Ils font feu, Siham s'écroule sur les pavés, face contre terre. Rapidement, l'armée intervient. La fille de Siham est bien entendu arrêtée et emmenée en garde à vue. Savait-elle ce que sa mère comptait faire? Aucun moyen de le savoir pour l'instant. Dans le même temps, les soldats mettent en place un périmètre autour du corps de Siham et refusent que les équipes médicales viennent jusqu'à elle.
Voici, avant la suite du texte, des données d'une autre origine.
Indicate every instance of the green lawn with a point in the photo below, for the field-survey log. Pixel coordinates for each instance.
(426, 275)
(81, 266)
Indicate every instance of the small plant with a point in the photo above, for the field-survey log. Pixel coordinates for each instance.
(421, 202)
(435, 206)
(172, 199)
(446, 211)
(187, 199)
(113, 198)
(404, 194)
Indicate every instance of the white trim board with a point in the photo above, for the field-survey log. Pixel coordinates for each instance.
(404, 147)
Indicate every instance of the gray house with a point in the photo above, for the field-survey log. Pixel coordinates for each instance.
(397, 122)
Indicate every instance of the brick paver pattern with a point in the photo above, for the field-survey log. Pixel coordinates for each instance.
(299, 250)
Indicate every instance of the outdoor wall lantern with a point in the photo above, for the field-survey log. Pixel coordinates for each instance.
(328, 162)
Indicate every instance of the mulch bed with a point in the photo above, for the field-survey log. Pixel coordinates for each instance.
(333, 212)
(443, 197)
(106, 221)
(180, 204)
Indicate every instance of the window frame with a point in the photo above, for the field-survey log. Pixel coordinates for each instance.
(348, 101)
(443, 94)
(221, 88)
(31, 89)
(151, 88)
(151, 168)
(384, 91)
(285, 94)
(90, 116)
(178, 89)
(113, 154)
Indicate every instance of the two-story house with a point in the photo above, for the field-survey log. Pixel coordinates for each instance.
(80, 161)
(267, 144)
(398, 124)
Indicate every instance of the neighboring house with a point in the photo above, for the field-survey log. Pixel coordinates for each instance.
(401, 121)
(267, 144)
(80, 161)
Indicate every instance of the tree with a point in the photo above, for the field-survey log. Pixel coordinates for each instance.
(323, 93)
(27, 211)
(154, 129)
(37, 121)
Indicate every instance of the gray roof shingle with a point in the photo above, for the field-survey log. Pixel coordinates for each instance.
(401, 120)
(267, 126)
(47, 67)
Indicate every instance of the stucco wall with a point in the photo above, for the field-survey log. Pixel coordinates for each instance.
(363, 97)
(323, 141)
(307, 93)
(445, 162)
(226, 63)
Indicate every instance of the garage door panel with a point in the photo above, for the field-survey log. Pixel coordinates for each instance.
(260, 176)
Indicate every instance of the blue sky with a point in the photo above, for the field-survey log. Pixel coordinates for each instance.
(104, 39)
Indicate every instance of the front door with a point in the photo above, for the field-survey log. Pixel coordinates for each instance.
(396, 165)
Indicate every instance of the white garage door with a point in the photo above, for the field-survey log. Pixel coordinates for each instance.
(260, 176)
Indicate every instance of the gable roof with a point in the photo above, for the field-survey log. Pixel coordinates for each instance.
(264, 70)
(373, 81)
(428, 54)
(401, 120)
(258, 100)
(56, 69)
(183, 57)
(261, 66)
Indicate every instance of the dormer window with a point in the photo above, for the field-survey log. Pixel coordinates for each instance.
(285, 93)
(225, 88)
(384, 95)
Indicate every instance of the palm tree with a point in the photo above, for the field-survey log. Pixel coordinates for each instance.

D'après les témoins, Siham n'est pas morte immédiatement. Mais personne ne sait si les secours auraient pu la sauver. Sans doute n'en avait-elle d'ailleurs pas envie. Car lorsqu'on décide de s'attaquer à un soldat ou à un policier, quelles qu'en soient les raisons, on sait qu'il n'y a d'issue que la mort.
J'ai appris ce qui était arrivé à Siham bien avant de savoir que des médias français avaient "relayé" l'information. Je l'ai appris d'une manière crue, à travers le post Facebook de mon ami Oussama, père de famille de Jérusalem qui m'avait accueillie chez lui lors de mon dernier séjour. Il a posté la photo du corps de Siham, étalée par terre, inerte. Elle a été tuée devant lui.
Je me suis immédiatement renseignée auprès de lui et auprès de mes autres contacts sur place afin de connaître les circonstances exactes de sa mort. Mieux comprendre pour mieux retranscrire. Les informations que je fournis dans cet article proviennent de communiqués israéliens vérifiés et traduits par mes contacts palestiniens sur place.
Comment se fait-il que la presse française parle d'une "attaque au couteau" alors qu'il s'agissait d'une paire de ciseaux? Et au-delà de ce "détail", comment se fait-il qu'aucun journaliste ne prenne la peine de regarder au-delà d'un pauvre communiqué officiel - et donc potentiellement biaisé, a fortiori dans un tel contexte - pour comprendre COMMENT et POURQUOI une mère de famille de 49 ans a soudain décidé de vouloir tailler son destin en miettes?
Non, il ne doit pas y avoir pire dans cette vie que de perdre un enfant. Sauf peut-être l'injustice de savoir qu'il est mort "par erreur".